En cualquier caso, la estancia de Boix en Nueva York
se centró en el trabajo. Entre otros, en el prestigioso The
New York Times, como dibujante —y utilizando su experiencia
anterior como ilustrador en prensa española—, y
en la realización de dibujos y bocetos preparatorios de lo
que después sería El punt dins el moviment (El punto dentro
del movimiento), o de trabajos que ahora resultan tan
emblemáticos como Harrison Street (1988) o una serie de
grabados que llevarán por título Baixant l’escala de la ignominia
(Bajando la escalera de la ignominia, 1990) y donde
Boix trata una vez más de absorber la realidad que le envuelve,
bien sea del exterior, como los espacios urbanos
cotidianos, bien sea del interior de los hogares de aquella
ciudad que, tanto en el concepto como en la forma, resultan
evidentemente diferentes a los de nuestros ámbitos.
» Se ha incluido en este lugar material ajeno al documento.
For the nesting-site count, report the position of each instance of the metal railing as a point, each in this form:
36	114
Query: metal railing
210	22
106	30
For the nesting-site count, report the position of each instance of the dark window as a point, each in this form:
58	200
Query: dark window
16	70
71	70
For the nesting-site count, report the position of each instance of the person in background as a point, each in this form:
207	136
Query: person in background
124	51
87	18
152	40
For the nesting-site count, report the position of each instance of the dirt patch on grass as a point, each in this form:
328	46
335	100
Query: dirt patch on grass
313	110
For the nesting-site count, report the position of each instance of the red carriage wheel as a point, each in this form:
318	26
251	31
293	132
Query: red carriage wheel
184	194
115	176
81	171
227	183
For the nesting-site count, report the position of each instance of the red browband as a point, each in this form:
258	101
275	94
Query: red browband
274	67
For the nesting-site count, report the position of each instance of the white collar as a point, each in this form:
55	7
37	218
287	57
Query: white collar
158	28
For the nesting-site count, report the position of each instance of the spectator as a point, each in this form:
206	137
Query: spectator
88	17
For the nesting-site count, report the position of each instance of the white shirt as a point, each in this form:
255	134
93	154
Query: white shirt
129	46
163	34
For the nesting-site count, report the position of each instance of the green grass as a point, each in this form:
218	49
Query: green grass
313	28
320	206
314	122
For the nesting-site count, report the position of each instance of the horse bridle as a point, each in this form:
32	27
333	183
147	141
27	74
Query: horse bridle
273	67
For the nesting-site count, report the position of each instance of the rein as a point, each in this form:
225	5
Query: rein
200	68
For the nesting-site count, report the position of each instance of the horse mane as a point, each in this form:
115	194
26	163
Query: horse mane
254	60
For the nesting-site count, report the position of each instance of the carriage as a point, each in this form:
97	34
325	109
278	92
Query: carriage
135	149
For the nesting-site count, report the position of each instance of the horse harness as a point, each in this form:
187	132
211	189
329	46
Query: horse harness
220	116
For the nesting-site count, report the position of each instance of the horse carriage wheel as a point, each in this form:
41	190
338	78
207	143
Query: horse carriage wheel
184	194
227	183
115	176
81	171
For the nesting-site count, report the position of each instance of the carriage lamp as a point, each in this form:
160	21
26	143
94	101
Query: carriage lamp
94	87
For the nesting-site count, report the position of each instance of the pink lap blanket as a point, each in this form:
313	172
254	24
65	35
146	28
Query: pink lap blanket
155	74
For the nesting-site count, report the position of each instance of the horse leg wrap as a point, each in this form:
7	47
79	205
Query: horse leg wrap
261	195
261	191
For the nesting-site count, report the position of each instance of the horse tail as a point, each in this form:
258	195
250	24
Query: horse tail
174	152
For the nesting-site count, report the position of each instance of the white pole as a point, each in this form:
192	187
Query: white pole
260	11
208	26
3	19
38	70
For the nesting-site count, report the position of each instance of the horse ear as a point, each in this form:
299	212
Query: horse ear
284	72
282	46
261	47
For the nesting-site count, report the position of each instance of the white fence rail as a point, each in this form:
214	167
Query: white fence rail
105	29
En este sentido, si los grabados de la ignominia hacen alusión
a la miseria humana que encontró al lado de las grandes
fortunas de la urbe seguramente más rica del mundo—más allá de posibles referentes más personales o concretos—,
el caso de Harrison Street es, por el contrario, una
mirada introspectiva y atenta a un interior cotidiano donde
el artista, lejos de poetizar aquella mirada hacia el interior,
prefiere mostrarnos un espacio desnudo, crudo y descarnado,
en el cual llega a extremos claramente detallistas
que se acentúan por el uso de una técnica de resultados
tan secos como la del grafito sobre el papel. No hay ningún
elemento onírico ni ninguna concesión a la narrativa,
y las paredes del loft, con una escalera y un espacioíntimo para dormir, sólo contienen la autocita del Espill
impensat (Espejo impensado,1987), obra del mismo pintor.
Desde mi pequeño punto de vista, Harrison Street es —o supone— un cambio evidente o, quizá, más aún, la
confirmación del cambio. Los elementos en juego, siendo
casi los mismos de otra obra de Boix, pintada en 1969
(Oració per a una nit —Oración para una noche—), son
tan radicalmente diversos que, a pesar del evidente diálogo
que pueden mantener, a través del tiempo, un cuadro
y el otro, la oposición entre los dos ámbitos es tan
remarcable que de la poética de Boix solamente podemos
detectar la línea que los une, de manera invisible, y que,
en esencia, se enlaza nada más, en cuanto que ambas obras
recogen la mirada reflexiva del pintor sobre un espacio de
funciones idénticas, tradicional y dramático el de 1969,
desnudo y aséptico, descarnado, el de 1987.
Pero mi interés no era hablar aquí de la etapa neoyorquina
de Boix; sin embargo, evidentemente, necesitaba hacer
unas referencias iniciales, para entender no el cambio
que se opera en las obras posteriores a estos años —y de las
cuales hablaré a continuación—, sino de la confirmación
de una evolución que ya se había iniciado antes de hacer
aquella estancia en la ciudad americana, y que se mostraría
plenamente, de nuevo, al regresar Boix a su tierra y al preparar
una exposición de la magnitud y el relieve que conseguiría
El punt dins el moviment. No obstante, hay otra serie
de Boix que, pese a no ser tan espectacular —tan escenográfica
y monumental, por decirlo en otras palabras—,
puede tener también un evidente interés a la hora de entender
su producción. Me refiero a La maleta del pintor, la
cual, fijada en una primera versión el mismo 1987, tendría,
aún, nuevas realizaciones, hasta llegar a 1991, fecha de la
vuelta de Boix de los Estados Unidos, en que aquella maleta —metafórica, símbolo y referente— se convertía en un
equipaje de ida y vuelta, como veremos a continuación.